Having a family member under 50 diagnosed with pancreatic cancer increases risk

January 13, 2010, Journal of the National Cancer Institute

A person who has multiple family members with pancreatic cancer ("familial pancreatic cancer") is six times as likely to develop that cancer. This risk is even higher, nine times that of the general population, if one of their relatives developed their cancer under the age of 50, according to a new study published online January 12 in the Journal of the National Cancer Institute.

Young-onset cancer is a hallmark of many familial cancer syndromes, but it was not clear whether family members of young-onset familial patients were at greater risk than family members of older-onset patients.

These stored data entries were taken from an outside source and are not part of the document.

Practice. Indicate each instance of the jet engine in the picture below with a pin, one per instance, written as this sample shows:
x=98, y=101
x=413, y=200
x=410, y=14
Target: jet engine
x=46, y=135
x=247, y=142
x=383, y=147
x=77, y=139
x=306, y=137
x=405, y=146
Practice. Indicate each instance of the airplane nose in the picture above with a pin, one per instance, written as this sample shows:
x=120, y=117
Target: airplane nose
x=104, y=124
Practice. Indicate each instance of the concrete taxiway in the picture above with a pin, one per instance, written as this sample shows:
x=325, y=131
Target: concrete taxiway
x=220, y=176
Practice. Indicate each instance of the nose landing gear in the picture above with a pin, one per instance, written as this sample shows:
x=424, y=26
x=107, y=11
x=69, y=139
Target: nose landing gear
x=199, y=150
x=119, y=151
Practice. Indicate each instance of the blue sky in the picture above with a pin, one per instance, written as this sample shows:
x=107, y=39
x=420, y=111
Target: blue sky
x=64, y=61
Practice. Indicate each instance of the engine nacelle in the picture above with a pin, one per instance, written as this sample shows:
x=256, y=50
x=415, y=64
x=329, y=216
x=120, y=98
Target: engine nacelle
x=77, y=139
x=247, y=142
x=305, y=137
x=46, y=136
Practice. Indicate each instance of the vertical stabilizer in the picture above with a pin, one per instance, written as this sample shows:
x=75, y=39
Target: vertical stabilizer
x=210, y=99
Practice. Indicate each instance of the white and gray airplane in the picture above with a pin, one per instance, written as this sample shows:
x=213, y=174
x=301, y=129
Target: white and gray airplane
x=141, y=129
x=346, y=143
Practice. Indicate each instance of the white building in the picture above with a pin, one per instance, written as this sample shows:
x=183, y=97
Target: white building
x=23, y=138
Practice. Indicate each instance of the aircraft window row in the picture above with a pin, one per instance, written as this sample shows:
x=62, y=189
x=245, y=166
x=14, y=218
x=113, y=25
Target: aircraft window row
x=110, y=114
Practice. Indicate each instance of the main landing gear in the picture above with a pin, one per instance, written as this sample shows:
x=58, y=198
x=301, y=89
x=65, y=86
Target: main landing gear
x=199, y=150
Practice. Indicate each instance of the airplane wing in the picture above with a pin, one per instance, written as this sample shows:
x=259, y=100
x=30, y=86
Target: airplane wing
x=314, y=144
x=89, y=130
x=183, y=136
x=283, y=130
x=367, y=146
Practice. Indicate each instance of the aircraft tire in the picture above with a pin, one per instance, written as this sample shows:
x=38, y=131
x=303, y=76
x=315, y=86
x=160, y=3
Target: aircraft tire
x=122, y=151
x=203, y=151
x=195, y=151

Alison P. Klein, Ph.D., at Sol Goldman Pancreatic Cancer Research Center at Johns Hopkins School of Medicine in Baltimore, and colleagues compared the observed incidence of pancreatic cancer in over 9,000 individuals from 1,718 families. Standardized incidence ratios for familial pancreatic cancer and for sporadic pancreatic cancer were calculated with data from the National Familial Pancreas Tumor Registry (http://pathology.jhu.edu/pancreas/nfptr/) and compared with those from the Surveillance, Epidemiology, and End Results database.

Relatives of familial pancreatic cancer patients had a more than six-fold higher incidence of pancreatic cancer than the general population. Those with relatives diagnosed before the age of 50 years had a more than ninefold higher incidence. In contrast, individuals with just a single relative with pancreatic cancer were at twice the risk of pancreatic cancer whether or not the relative with pancreatic cancer was diagnosed before or after the age of 50.

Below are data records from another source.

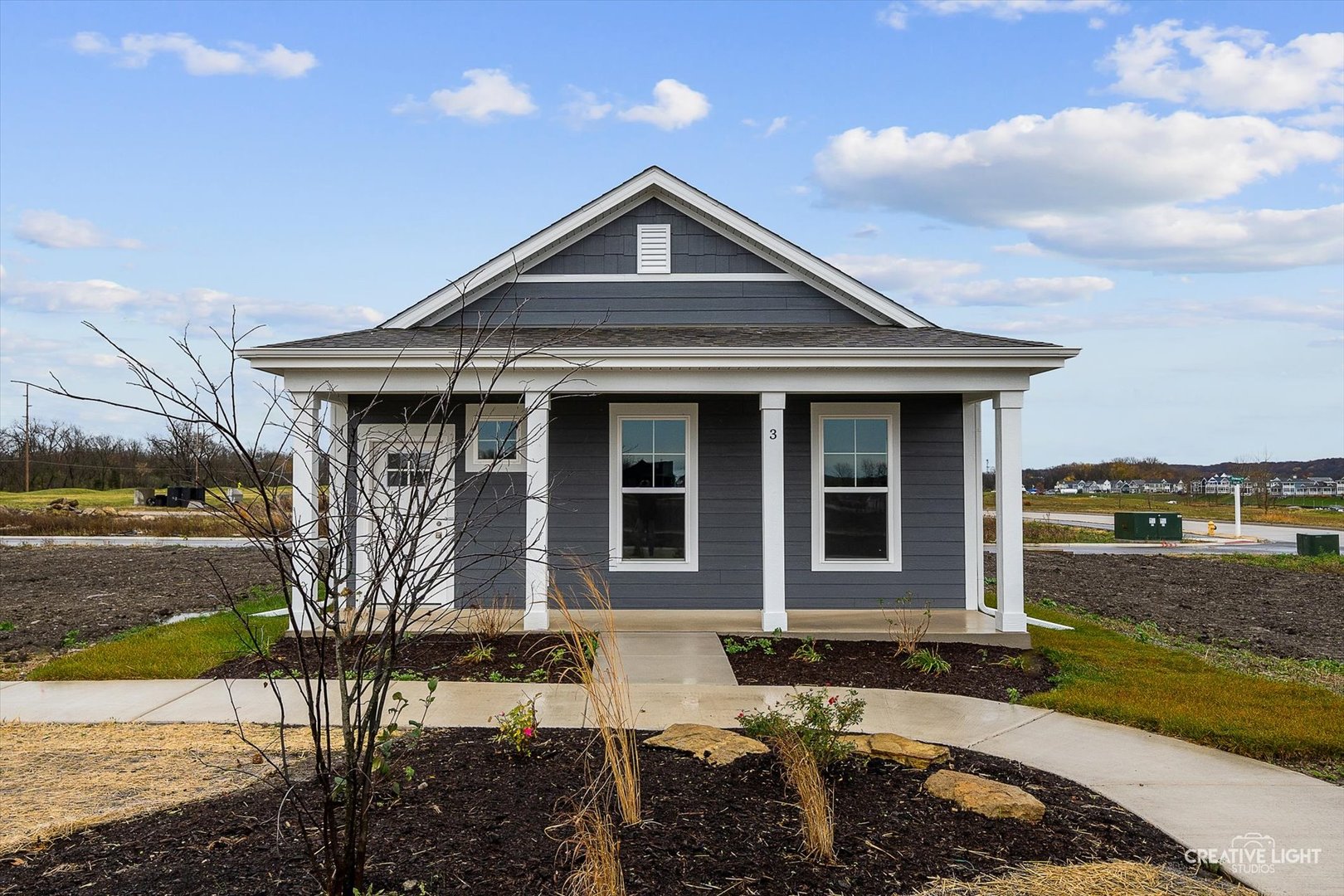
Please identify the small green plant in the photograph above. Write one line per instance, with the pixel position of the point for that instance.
(476, 655)
(746, 645)
(806, 652)
(1020, 661)
(816, 718)
(928, 661)
(518, 727)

"These data should help to further inform risk assessment and subsequent early detection screening of individuals at high risk of developing pancreatic cancer," the authors write.

Study limitations: Some FPC family members underwent pancreatic cancer screening, which could have increased or hastened disease detection. Also, often data were obtained from a next of kin proxy, and only 66% of prospective cancers could be confirmed by medical records.